Bundeswehr Guttenberg will Wehrdienst früher verkürzen

Der Verteidigungsminister will die Verkürzung des Wehrdienstes schneller umsetzen als geplant: Die neue Regelung soll bereits ab Oktober gelten – und stößt auf Skepsis.

Skepsis in der Truppe: Viele Soldaten sehen die Verkürzung des Wehrdiensts durchaus kritisch

Skepsis in der Truppe: Viele Soldaten sehen die Verkürzung des Wehrdiensts durchaus kritisch

Verteidigungsminister Karl-Theodor zu Guttenberg will die Verkürzung der Wehrdienstzeit vorziehen. Demnach sollen bereits die zum 1. Oktober dieses Jahres einberufenen Wehrpflichtigen schon nach sechs statt der bisher üblichen neun Monate wieder entlassen werden.

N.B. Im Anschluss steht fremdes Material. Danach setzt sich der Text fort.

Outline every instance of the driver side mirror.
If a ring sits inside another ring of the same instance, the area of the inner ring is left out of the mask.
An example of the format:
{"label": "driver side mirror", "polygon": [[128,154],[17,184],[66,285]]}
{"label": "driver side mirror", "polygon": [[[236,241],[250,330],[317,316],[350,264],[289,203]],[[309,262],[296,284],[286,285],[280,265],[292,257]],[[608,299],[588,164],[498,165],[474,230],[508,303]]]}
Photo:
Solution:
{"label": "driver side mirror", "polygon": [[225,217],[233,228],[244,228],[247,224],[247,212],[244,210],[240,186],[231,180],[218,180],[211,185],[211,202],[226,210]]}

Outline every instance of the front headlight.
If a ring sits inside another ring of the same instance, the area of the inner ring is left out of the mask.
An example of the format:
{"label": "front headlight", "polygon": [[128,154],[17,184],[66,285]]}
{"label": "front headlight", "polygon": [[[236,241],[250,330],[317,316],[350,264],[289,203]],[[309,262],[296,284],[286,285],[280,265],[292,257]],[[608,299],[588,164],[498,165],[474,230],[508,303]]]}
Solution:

Zugleich soll die Zahl der jährlich einzuberufenden Wehrpflichtigen von derzeit 40.000 auf 50.000 erhöhen werden. Es seien allerdings noch einige Verhandlungen notwendig, da auch der Zivildienst betroffen sei, sagte Verteidigungsstaatssekretär Christian Schmidt.

Anzeige

Unverändert bleiben aber die Vorgaben für die Bundeswehr-Tauglichkeit. Er lasse zwar die Einberufungskriterien überprüfen, aber bislang habe sich kein Änderungsbedarf ergeben, sagte Verteidigungsminister Karl-Theodor zu Guttenberg dem Deutschlandfunk bereits vergangene Woche.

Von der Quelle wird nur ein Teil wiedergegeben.